Os amados gadgets de beleza também ganham novas versões. Imagine um aparelho portátil capaz de analisar seu rosto e, ao mesmo tempo, processar dados genéticos para decifrar sinais de envelhecimento da pele e sugerir soluções estéticas, tudo isso em menos de cinco minutos, a partir de imagens de uma câmera de inteligência artificial e algumas gotas de saliva. O que parece engenhoca futurista é, na verdade, o presente. Trata-se do L’Oréal Cell BioPrint, que a L’Oréal apresentou em janeiro na feira Consumer Electronics Show, em Las Vegas. O Cell BioPrint ainda está em fase de teste na Ásia, mas há outras versões de assistentes virtuais de beleza disponíveis no mercado. É o caso do Micro Led Beauty Mirror, da Samsung – que analisa características da pele e oferece recomendações personalizadas, com base em algoritmo treinado com mais de 20 mil diagnósticos clínicos –, e do K-Scan, da Kérastase, que avalia o microbioma do couro cabeludo e identifica sinais de caspa, irritação, queda de cabelo e outros problemas, além de sugerir tratamentos personalizados. O viralizado Age-R Booster Pro, da Medicube, combina seis diferentes tecnologias – eletroporação, microcorrentes, estimulação elétrica muscular, LED, vibração sônica e air shot – em um pequeno dispositivo portátil, feito para ser usado em casa e ajudar a firmar a pele, atenuar rugas e minimizar poros, além de facilitar a absorção de produtos tópicos.

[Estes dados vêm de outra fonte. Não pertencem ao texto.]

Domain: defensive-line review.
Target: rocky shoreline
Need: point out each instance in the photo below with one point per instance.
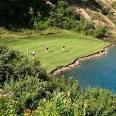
(60, 71)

Em paralelo às tecnologias de ponta, o futuro da beleza caminha em direção a um olhar 360 graus sobre a saúde, apontam os especialistas. Na prática, a estética passa a andar cada vez mais alinhada a aspectos como a qualidade do sono, a redução no consumo de açúcar e a reposição de vitaminas e antioxidantes, além dos impactos dos hormônios em diferentes etapas da vida, especialmente das mulheres. Por isso, é cada vez mais comum que clínicas de dermatologia e estética tenham salas com nutricionistas e endocrinologistas – o que vai na mesma direção do conceito de proaging, ou seja, da ideia não de combater a passagem do tempo, mas os sinais negativos do envelhecimento. “A gente só consegue trazer beleza para a pele se o corpo todo estiver saudável”, diz a dermatologista e tricologista Calu Franco.